Inspecting the buckets show that we have a dictionary with keys as the band identifier and dask.bag as values.

buckets = lsh.get_buckets()
print("Group of buckets: ", len(buckets.keys()))

# inspect the structure of the buckets
display(buckets)
Group of buckets:  3
{0: dask.bag<lambda, npartitions=1>,
 1: dask.bag<lambda, npartitions=1>,
 2: dask.bag<lambda, npartitions=1>}

Lets further inspect the contents of the band identified as 0 using the .take(10) method. We can see that the elements are tuples of (hash bucket, list of document identifiers). Elements of the list for each tuple correspond to documents that are hashed in that hash value. It follows that list contaning more than one element, surface candidate pairs.

buckets[0].repartition(10).take(10)
((5349837036471001827, [0]),
 (4061131334253544622, [1]),
 (-3201416287804991259, [2]),
 (6009770189650563317, [3]),
 (-6239275907353270376, [4]),
 (7074500024779176862, [5]),
 (9150421557748798632, [6]),
 (-1140712557129957939, [7]),
 (-5415297283791330710, [8]),
 (1150195895645989385, [9]))

In this section, we inspect the candidate pairs by showing only those hash buckets (i.e., hash values) whose lists of document identifiers have size greater than \(1\) for each of the 3 bands. We surfaced a candidate pair for atleast one of the bands!

# candidate pair for band zero
buckets[0].filter(lambda x: len(x[1]) > 1).compute()
[(5323470252749634725, [1362, 1674]),
 (9133247501793010434, [1376, 1639, 1973]),
 (-5131043885278292129, [1402, 1530])]
# candidate pair for band 1
buckets[1].filter(lambda x: len(x[1]) > 1).compute()
[(9133247501793010434, [211, 1720]),
 (3328690425592746002, [431, 1855]),
 (5447225194283883763, [676, 1040]),
 (5323470252749634725, [1362, 1674])]
# candidate pair for band 2
buckets[2].filter(lambda x: len(x[1]) > 1).compute()
[(-8431313624916672304, [320, 1673]), (413562760039724022, [516, 1281, 1781])]

We can also inspect further by looking at the actual text, you can do so by printing newsgroups[index] where index are document identifiers surfaced to be candidate pairs.

We now inspect the s-curve: a plot showing the probability that some actual pairwise similarity will be considered a candidate pair.
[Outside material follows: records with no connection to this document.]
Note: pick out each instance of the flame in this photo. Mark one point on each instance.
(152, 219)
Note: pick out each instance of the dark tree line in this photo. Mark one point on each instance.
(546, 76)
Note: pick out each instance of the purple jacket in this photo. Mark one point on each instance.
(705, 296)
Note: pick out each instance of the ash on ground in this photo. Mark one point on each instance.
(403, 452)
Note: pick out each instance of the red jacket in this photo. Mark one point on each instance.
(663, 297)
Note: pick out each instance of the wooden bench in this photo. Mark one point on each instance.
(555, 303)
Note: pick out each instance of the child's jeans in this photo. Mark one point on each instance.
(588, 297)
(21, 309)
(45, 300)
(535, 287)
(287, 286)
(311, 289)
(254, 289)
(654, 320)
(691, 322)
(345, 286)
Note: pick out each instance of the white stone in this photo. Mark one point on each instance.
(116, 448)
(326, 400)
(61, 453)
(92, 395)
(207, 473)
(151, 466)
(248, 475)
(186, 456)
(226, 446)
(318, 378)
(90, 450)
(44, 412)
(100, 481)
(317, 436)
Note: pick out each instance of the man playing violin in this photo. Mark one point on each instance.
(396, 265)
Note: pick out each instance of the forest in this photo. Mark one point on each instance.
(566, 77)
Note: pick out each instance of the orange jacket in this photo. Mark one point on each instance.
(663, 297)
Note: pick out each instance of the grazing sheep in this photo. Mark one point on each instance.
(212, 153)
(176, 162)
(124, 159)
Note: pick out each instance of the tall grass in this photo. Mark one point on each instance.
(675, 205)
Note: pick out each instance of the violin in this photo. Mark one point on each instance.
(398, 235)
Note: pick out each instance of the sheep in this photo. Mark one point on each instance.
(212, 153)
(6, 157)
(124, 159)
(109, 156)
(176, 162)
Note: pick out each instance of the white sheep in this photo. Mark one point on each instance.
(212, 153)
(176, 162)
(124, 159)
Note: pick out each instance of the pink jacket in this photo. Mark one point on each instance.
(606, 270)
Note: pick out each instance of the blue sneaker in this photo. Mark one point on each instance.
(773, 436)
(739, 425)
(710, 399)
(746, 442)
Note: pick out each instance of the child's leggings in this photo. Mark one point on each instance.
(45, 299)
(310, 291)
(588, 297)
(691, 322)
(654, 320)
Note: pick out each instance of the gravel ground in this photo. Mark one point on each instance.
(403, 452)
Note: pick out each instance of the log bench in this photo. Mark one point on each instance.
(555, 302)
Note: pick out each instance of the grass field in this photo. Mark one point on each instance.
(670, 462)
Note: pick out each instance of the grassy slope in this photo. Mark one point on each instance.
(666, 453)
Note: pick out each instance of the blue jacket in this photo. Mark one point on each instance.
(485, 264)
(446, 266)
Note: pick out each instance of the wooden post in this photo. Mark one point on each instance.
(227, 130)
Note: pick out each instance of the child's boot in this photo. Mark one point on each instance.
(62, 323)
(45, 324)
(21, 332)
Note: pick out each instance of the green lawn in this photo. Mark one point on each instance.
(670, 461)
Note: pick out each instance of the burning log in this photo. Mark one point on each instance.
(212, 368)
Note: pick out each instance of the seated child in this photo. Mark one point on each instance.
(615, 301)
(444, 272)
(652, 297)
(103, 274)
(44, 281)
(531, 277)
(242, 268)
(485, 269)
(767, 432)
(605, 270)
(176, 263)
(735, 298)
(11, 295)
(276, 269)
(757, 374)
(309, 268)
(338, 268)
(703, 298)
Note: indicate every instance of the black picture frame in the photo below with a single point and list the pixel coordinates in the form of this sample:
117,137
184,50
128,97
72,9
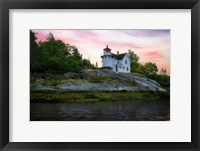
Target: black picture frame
5,5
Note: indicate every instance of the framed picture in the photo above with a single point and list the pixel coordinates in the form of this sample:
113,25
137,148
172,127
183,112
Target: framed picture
88,75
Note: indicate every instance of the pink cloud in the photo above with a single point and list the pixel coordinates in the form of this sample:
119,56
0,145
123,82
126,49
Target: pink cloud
92,42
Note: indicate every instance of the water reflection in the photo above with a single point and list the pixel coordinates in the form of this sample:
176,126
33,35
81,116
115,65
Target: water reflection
140,110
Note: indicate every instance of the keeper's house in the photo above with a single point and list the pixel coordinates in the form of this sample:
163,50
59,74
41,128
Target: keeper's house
116,62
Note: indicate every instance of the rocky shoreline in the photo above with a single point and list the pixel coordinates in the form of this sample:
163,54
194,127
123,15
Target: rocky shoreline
95,80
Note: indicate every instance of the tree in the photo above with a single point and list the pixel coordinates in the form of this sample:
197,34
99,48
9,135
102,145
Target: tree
34,52
134,61
96,65
87,64
50,37
53,56
150,68
163,71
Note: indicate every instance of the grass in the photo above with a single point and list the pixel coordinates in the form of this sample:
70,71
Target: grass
93,97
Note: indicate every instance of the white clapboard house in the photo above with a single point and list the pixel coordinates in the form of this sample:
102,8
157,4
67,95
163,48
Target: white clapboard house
116,62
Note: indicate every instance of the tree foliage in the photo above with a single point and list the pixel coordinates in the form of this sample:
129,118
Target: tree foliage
54,56
134,61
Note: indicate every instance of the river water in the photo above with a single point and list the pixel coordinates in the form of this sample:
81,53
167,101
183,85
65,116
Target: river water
137,110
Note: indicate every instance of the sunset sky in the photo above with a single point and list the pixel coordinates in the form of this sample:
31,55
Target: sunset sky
149,45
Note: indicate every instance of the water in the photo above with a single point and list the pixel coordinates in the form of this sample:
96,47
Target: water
138,110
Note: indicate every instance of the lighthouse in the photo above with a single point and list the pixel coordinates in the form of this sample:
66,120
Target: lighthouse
115,62
107,58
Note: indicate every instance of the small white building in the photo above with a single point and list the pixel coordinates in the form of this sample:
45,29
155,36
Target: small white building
116,62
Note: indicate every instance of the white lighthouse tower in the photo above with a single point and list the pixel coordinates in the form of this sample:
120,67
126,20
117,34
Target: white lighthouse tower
107,58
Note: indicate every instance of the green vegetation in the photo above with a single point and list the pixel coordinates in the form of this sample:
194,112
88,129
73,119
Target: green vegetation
149,70
93,97
55,57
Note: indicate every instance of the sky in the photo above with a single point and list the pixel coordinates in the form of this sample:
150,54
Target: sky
150,45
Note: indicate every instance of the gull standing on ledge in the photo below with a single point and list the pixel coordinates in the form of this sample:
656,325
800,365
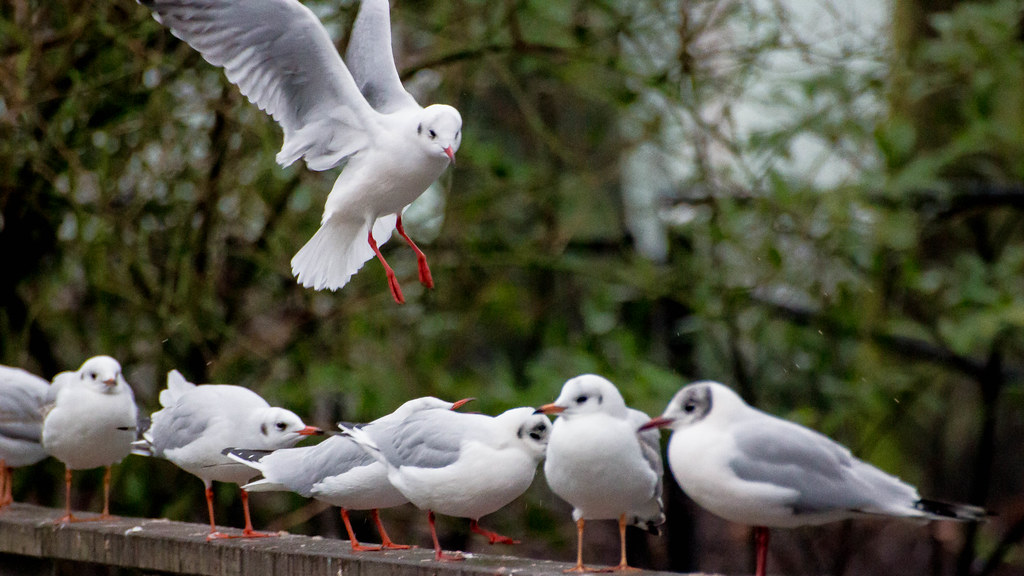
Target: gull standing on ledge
282,58
338,471
465,465
198,423
598,461
92,422
22,399
751,467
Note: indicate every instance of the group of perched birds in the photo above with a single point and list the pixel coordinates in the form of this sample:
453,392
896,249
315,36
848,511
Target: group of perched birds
599,455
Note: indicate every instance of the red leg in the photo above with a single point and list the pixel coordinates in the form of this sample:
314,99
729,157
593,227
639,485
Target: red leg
579,567
385,541
623,566
5,497
68,516
356,546
249,532
493,537
392,282
107,494
213,535
439,554
421,258
761,538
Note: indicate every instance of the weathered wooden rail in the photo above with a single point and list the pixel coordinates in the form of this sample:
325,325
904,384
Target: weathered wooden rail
31,543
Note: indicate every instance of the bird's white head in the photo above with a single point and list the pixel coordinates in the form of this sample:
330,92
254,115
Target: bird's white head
696,403
282,428
588,394
102,374
440,129
530,427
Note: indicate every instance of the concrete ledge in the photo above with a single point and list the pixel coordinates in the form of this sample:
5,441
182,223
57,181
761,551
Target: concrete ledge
178,547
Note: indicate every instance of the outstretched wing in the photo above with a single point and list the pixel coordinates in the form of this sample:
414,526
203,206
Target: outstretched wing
282,58
371,59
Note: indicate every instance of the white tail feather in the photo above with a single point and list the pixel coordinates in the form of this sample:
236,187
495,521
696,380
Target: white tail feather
337,251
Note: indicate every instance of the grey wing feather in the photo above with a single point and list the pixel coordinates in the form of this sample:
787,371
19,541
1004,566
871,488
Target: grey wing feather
822,472
301,468
282,58
371,59
174,427
23,397
430,439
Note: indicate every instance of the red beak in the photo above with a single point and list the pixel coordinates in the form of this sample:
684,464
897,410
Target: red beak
658,422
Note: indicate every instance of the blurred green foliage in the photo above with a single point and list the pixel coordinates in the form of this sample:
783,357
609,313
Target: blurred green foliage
843,232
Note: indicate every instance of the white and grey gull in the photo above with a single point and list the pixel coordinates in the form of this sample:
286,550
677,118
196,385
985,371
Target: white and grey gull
751,467
354,113
91,421
338,471
600,463
198,422
466,465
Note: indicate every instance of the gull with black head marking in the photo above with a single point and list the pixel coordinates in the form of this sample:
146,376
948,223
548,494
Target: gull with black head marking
751,467
359,116
598,461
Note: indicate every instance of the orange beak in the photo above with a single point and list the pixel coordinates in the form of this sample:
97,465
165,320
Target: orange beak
658,422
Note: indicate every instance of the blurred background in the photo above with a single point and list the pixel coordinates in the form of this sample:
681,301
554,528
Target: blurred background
816,202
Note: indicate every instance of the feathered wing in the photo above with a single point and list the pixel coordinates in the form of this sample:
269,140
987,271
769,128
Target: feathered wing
338,250
820,474
651,515
281,57
371,59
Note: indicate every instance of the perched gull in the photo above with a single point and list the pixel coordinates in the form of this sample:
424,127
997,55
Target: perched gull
465,465
197,423
22,399
599,463
338,471
755,468
92,422
282,58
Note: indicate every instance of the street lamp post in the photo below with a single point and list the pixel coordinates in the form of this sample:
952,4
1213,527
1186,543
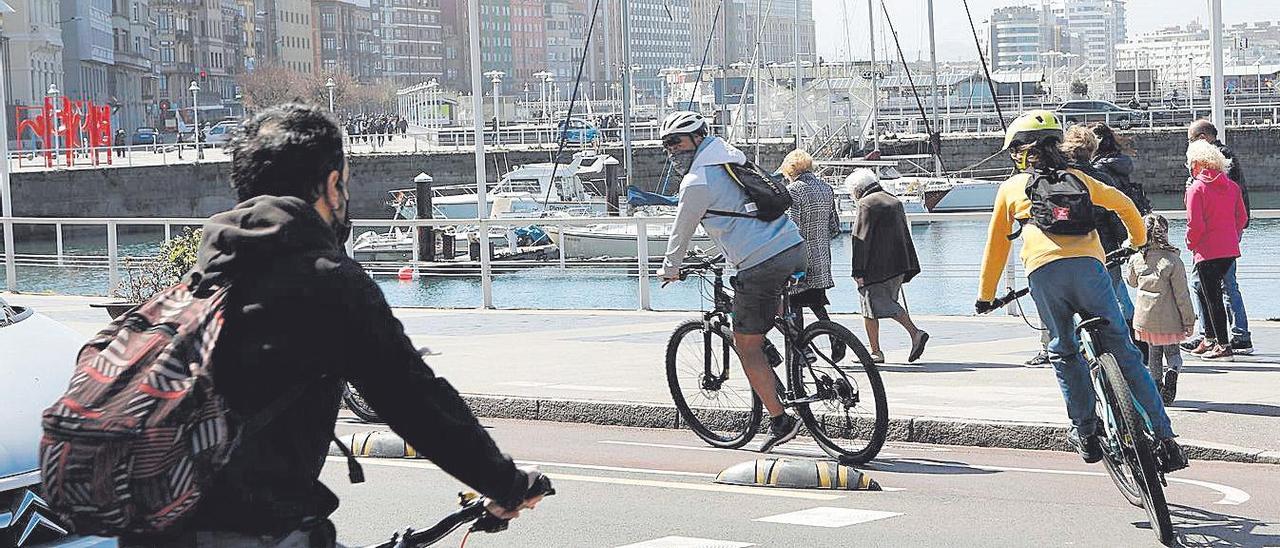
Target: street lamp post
1020,85
329,85
496,78
195,117
53,91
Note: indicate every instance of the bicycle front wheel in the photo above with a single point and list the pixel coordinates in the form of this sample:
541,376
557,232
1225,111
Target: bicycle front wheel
1137,450
709,386
839,392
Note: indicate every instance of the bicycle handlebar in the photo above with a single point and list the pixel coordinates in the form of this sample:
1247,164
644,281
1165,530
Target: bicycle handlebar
1112,260
705,264
474,508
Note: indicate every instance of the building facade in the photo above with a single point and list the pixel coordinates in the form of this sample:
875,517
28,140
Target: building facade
131,78
346,40
35,51
1096,27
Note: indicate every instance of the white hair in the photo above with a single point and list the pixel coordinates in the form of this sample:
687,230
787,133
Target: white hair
1206,155
860,177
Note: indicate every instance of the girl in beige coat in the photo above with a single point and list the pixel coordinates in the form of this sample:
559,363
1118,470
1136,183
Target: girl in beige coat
1164,315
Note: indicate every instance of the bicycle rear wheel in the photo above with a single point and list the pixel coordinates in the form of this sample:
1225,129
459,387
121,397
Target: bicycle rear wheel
357,405
839,392
709,386
1137,447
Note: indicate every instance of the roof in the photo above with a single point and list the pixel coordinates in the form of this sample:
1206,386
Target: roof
1243,71
927,80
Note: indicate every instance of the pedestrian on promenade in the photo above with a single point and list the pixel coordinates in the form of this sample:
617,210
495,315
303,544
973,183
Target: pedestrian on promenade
813,210
883,260
119,142
1165,314
1114,161
1242,341
1215,219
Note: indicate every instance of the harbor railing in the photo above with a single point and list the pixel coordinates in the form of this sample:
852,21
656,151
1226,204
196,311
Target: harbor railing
484,264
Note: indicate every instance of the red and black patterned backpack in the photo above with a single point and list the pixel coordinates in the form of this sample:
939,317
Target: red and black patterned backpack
140,433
We see here the similiraty threshold which marks the minimum similarity value for a pair to be considered candidate. This threshold is dependent on the number of bands \(b\) and the resulting number of rows \(r\) and is approximated by \({1 / b}^{1/r}\).

# plotting the s-curve
ax, thresh = lsh.plot_thresh(display_thresh=True, lw=3, c='deeppink')
../_images/demo-minhash-lsh_29_0.png

Final note for LSH#

You may observe that some documents LSH classed as candidate pairs, may have actual similarities less than the threshold. This presents the trade-off between efficiency and the accuracy of similarity classification–whereas, the banding technique may surface false negatives and false positives. False negatives occur when the banding strategy used does not align with the similarity threshold that we expect. However, this can be addressed by calculating the approximate threshold which is shown in the plots. False positives occur because of the more tolerant condition wherein we considered a pair as candidates if they are hashed in the same bucket for at least one band. This can be addressed by adding an exhaustive similarity search on the smaller subset of pairs–the candidate pairs.